Ground venison and pork sautéed with lime leaves and lemongrass, much like this great Lao minced meat salad larb, is threaded with red chili peppers and what I consider handfuls of their siblings greens. I search my way around them, fearing the burn. Finally I try one. It’s the best of chewy green beans. I dig. Cauliflower florets are roasted and presented in a deeply spiced broth, then topped with a nest of fried shredded potatoes for texture. There’s a roughly chopped salad of cucumber, chilli, lime and peanuts with just the right amount of acidity.
That’s what I tried. I could have tried the fried chicken with spicy caramel, or the grilled whole sea bream with a salad of herbs and nam jim vert, or the hispi cabbage with cashew butter and sriracha, or the oyster mushroom with sichuan salt and pepper . Tables of four can order a sharing menu of a dozen dishes for £27.50 per person, and there is a lunch menu for £17.50. The cocktails, mostly £8.50, include lime leaves and palm sugar, coconut and chilli and cassia bark. I’m sticking with a lemongrass-lime soda because I have a long train journey and I don’t want to be the snoring, drooling drunk in the L car.

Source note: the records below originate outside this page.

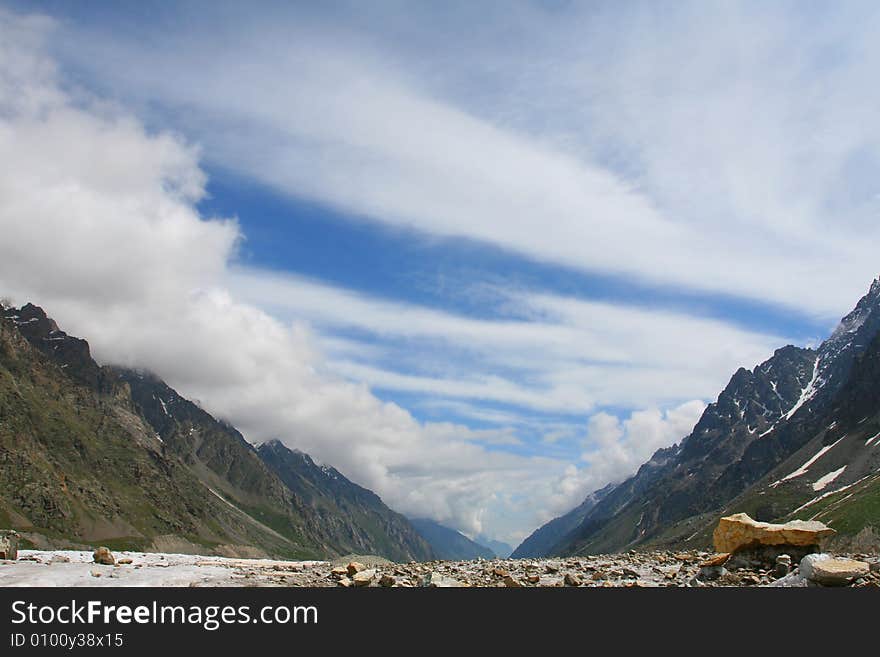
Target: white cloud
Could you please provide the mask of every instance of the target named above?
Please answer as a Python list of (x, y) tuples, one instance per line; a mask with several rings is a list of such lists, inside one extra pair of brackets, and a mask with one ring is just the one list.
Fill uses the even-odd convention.
[[(326, 372), (310, 328), (224, 289), (239, 229), (194, 208), (204, 174), (180, 138), (62, 91), (51, 24), (0, 12), (0, 289), (46, 307), (104, 362), (149, 367), (251, 440), (280, 437), (395, 508), (510, 538), (535, 522), (517, 491), (564, 464), (483, 445), (505, 429), (419, 423)], [(27, 101), (21, 89), (27, 88)], [(574, 502), (574, 500), (572, 500)]]
[(878, 19), (785, 9), (519, 8), (436, 53), (429, 19), (385, 16), (410, 37), (391, 45), (378, 19), (250, 15), (65, 53), (283, 193), (834, 315), (876, 274)]
[[(355, 329), (361, 337), (345, 339), (325, 364), (347, 378), (544, 412), (713, 395), (731, 372), (785, 342), (683, 313), (517, 291), (495, 296), (521, 319), (485, 320), (261, 271), (235, 269), (228, 285), (279, 316), (324, 331)], [(400, 371), (410, 364), (419, 371)]]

We finish with a light cardamom and almond sponge cake with a tangy basil and lime curd, and a soothing palm sugar panna cotta with pineapple, papaya and mango. Then at the end I pay the very reasonable bill and find myself once again in a brightly lit mall, lured by the promise of Calvin Klein briefs that don’t fit and Miele ovens that I just can’t offer me. During the day, it’s a pretty somber way to end a good lunch. After dinner, when I picture the whole space as a desolate wasteland echoing only the crunch of metal on stone provided by grateful skateboarders for the new addition to the built environment, that would have, I I’m afraid, sour what should otherwise be a spellbinding live.

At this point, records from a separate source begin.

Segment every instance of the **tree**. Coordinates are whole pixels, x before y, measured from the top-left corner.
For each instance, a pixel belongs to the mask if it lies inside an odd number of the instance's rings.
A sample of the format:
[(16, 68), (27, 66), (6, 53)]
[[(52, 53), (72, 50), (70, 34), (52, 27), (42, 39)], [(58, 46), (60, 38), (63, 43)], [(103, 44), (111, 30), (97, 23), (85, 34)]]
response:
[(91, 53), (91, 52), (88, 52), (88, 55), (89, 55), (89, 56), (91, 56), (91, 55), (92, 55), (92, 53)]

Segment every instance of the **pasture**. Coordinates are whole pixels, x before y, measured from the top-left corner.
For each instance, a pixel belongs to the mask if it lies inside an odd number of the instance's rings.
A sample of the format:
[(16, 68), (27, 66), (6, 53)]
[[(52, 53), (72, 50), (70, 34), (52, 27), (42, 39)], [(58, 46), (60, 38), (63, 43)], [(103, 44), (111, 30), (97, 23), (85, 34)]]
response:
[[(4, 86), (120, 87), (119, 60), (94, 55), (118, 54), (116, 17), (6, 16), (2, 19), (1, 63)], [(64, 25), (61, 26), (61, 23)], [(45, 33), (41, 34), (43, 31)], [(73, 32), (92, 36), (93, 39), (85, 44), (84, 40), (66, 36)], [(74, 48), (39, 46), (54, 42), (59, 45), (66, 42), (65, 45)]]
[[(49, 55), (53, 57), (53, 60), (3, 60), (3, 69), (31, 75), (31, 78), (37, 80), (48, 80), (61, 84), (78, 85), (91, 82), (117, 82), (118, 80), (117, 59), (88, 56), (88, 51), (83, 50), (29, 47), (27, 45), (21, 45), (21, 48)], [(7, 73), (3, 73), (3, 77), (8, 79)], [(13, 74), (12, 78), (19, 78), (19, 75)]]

The non-profit Burnt Chef Project, which provides support for people suffering from stress in the hospitality industry, has launched an NHS-approved wellness app in partnership with mental health service provider Thrive. The app, available to businesses with a monthly subscription of £3 per employee, includes over 100 hours of content covering meditation and relaxation, as well as mood tracking and a built-in chat function, allowing users to talk to trained therapists in times of crisis (theburntchefproject.com).
Chef and restaurateur Peter Sanchez-Iglesias has announced the August closure of his Michelin-starred restaurant in Bristol, Casamia. The restaurant reopened after the pandemic with a new approach under chef Zac Hitchman, combining food with “a bespoke approach to music, lighting and art to guide diners through the menu” . Sanchez-Iglesias admits the restaurant is no longer financially viable. It will be replaced by something “a bit more accessible” later in 2022 (casamiarestaurant.co.uk).
Tickets are now on sale for the Soho Food Feast, organized annually by the local community, with proceeds going to the Soho Parish School. One-day tickets for the event, which takes place on June 18 and 19, cost £15 with food tokens once inside at £2.50. Restaurants that hold food stalls throughout the weekend include Norma, Kricket, Bao, Gunpowder, St John and Gauthier (sohofoodfeast.co.uk).